Denisovans and Neandertals - Scientists have deciphered features of the skull and some other details of mysterious Denisovans, extinct cousin of Neanderthals by analyzing its DNA.

  • The genetic material came from the finger bone of a female member of the Denisovans, a population known mostly from small bone fragments and teeth recovered in Siberia’s Denisova Cave.
Who were Denisovans and Neandertals?
  • Neanderthals Or Homo sapiens neanderthalensis is an extinct species or subspecies of archaic humans in the genus Homo, who lived within Eurasia from 400,000 until 40,000 years ago.
  • The Denisovans or Denisova hominins are an extinct group of archaic humans in the genus Homo without a defined taxonomic name.

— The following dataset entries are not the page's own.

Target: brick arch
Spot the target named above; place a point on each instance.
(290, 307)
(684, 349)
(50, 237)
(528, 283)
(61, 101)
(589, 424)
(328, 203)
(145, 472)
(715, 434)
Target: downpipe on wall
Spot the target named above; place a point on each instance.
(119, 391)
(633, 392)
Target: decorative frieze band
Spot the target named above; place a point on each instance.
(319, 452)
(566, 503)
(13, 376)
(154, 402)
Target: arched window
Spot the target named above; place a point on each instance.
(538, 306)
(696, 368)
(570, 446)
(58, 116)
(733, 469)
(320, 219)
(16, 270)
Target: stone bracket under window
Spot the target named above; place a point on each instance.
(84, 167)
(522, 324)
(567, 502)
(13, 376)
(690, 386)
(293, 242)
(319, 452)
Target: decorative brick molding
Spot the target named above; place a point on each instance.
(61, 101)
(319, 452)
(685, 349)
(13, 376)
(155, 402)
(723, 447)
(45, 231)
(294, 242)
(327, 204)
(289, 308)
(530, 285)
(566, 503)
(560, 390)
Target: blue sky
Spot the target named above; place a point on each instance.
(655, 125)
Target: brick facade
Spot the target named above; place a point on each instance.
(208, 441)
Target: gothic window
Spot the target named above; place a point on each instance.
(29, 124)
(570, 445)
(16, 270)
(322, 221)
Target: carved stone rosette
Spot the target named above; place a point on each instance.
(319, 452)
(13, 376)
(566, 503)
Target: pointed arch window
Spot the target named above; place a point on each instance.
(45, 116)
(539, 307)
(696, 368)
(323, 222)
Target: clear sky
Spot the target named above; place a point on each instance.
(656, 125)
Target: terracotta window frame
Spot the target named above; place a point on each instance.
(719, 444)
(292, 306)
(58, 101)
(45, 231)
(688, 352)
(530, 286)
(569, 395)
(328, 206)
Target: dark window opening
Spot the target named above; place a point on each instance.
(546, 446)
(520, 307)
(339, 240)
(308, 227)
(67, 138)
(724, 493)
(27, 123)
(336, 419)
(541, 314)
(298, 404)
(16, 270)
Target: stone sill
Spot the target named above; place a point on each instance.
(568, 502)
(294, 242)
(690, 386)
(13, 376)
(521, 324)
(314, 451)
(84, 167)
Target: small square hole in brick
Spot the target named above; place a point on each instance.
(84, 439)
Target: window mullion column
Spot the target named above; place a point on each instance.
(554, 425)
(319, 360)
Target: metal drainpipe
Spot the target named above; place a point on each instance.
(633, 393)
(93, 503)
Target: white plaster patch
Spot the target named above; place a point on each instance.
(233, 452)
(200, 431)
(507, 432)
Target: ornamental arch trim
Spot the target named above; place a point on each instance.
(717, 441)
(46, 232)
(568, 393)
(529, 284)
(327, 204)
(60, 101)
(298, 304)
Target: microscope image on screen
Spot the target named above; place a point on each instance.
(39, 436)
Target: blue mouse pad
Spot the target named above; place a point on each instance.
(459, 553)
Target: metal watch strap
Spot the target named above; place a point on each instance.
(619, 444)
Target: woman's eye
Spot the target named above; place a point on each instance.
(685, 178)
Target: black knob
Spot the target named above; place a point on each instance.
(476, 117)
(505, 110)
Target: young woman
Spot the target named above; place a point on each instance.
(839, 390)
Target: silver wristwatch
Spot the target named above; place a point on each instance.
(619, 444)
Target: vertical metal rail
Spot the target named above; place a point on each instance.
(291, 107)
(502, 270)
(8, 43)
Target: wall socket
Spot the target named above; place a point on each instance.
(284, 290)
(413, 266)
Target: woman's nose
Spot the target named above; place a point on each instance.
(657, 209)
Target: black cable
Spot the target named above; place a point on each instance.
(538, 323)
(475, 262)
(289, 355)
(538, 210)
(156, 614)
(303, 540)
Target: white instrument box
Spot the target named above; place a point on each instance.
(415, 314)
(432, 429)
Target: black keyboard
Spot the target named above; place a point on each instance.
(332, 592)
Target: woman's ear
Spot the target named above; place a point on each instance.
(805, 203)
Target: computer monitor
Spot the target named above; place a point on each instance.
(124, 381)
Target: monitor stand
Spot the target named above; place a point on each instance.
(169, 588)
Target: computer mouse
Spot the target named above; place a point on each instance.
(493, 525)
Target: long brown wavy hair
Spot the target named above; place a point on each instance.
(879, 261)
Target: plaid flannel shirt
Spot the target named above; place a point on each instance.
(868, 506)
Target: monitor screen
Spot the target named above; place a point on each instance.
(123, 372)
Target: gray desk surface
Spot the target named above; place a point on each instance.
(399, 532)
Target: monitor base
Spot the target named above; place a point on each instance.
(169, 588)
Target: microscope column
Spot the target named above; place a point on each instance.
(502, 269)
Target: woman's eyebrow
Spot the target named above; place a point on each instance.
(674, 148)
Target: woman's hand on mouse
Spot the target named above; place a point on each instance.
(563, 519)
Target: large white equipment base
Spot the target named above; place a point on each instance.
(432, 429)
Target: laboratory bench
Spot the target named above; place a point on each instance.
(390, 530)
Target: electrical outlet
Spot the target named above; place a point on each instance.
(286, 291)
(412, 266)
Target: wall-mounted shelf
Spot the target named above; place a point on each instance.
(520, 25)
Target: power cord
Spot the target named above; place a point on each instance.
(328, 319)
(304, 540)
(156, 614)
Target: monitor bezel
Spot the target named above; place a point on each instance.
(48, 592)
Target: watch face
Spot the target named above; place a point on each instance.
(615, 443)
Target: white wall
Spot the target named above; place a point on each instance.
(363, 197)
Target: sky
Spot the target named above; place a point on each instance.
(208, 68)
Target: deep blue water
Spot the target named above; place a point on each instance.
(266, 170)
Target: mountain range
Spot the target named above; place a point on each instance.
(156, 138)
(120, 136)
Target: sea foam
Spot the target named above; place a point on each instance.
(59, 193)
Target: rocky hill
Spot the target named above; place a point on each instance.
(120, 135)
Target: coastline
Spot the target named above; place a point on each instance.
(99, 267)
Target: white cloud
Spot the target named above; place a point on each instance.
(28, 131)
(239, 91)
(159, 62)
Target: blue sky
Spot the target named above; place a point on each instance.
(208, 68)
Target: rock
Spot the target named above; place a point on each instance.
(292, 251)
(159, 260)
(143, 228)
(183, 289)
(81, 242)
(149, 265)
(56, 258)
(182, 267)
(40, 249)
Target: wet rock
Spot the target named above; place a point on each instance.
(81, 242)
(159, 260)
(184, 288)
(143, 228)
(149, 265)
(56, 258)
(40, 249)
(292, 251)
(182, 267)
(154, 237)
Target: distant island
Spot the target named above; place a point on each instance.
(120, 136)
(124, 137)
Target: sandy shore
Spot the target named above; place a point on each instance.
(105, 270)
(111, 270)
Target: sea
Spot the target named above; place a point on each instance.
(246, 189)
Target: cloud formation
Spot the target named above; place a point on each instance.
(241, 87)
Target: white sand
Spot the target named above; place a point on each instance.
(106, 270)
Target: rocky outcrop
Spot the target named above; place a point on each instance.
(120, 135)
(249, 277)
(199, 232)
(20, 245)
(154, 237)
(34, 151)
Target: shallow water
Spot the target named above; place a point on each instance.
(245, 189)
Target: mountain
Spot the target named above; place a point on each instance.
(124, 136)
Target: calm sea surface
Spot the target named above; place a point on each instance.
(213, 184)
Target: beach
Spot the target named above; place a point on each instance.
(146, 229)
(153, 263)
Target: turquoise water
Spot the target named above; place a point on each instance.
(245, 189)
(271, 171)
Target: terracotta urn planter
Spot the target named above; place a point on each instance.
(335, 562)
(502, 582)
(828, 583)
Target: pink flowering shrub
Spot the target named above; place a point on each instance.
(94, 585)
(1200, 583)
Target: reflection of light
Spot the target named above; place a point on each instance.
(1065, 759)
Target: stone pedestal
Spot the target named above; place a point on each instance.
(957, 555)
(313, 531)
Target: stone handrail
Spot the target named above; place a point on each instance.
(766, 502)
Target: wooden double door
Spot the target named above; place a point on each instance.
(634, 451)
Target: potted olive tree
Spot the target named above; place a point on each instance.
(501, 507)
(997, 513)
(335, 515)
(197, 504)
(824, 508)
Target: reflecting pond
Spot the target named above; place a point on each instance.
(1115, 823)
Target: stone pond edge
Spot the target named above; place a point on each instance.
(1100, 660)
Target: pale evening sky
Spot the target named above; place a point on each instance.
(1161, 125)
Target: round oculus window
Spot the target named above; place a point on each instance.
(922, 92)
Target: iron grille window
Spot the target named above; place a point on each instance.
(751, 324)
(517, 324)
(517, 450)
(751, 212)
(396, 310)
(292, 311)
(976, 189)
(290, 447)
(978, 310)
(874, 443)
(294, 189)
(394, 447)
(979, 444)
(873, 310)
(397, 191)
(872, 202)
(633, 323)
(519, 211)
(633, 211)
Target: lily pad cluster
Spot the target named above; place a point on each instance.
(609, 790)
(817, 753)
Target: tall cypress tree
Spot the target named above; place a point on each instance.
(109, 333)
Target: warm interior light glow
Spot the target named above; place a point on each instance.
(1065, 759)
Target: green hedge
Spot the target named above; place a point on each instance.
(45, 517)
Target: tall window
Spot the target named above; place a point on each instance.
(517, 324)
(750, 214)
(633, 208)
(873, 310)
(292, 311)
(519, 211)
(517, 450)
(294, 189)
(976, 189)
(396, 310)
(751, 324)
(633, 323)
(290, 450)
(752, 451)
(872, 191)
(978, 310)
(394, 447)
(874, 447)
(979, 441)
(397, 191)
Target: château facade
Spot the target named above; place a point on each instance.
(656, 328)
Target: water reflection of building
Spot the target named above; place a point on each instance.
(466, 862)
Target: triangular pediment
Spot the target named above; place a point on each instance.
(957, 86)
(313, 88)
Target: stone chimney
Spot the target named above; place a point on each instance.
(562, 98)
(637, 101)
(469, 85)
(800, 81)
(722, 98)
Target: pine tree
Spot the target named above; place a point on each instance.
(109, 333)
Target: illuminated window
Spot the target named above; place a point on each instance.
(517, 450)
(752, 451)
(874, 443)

  • Denisovans may have occupied the Denisova cave in Siberia from more than 200,000 years ago to around 50,000 years ago
Denisovans and Neandertals
  • It is believed that some 600,000 years ago, the lineage that led to modern humans split from the one that led to Neanderthals and Denisovans.
  • Then about 400,000 years ago, Denisovans and Neanderthals themselves split into separate branches.
  • Denisovans ranged from Siberia to Southeast Asia and may have persisted until as recently as 30,000 years ago, based on their genetic legacy in living Southeast Asians.
  • Though different from Denisovans and Neanderthals, human species did interbreed with both and picked up genetic markers that are still detectable in some people today.
  • Hundreds of Neanderthal skeletons, including intact skulls, have been found over the years.
  • But the only fossils conclusively linked to Denisovans are a bone from the girl plus three teeth, all from Denisova Cave, and a recently identified lower jaw from China's Baishiya Karst Cave.
Features of  Denisovans
  • Most features were common with Neanderthals, including robust jaws, a low forehead, a large ribcage and a wide pelvis.
  • Denisovans had wider face - Denisovans had a wider face than Neanderthals and our own species, and a more protruding face than our own species but less so than Neanderthals.
  • Such DNA analysis can teach scientists about how our forerunners evolved and how their development differed.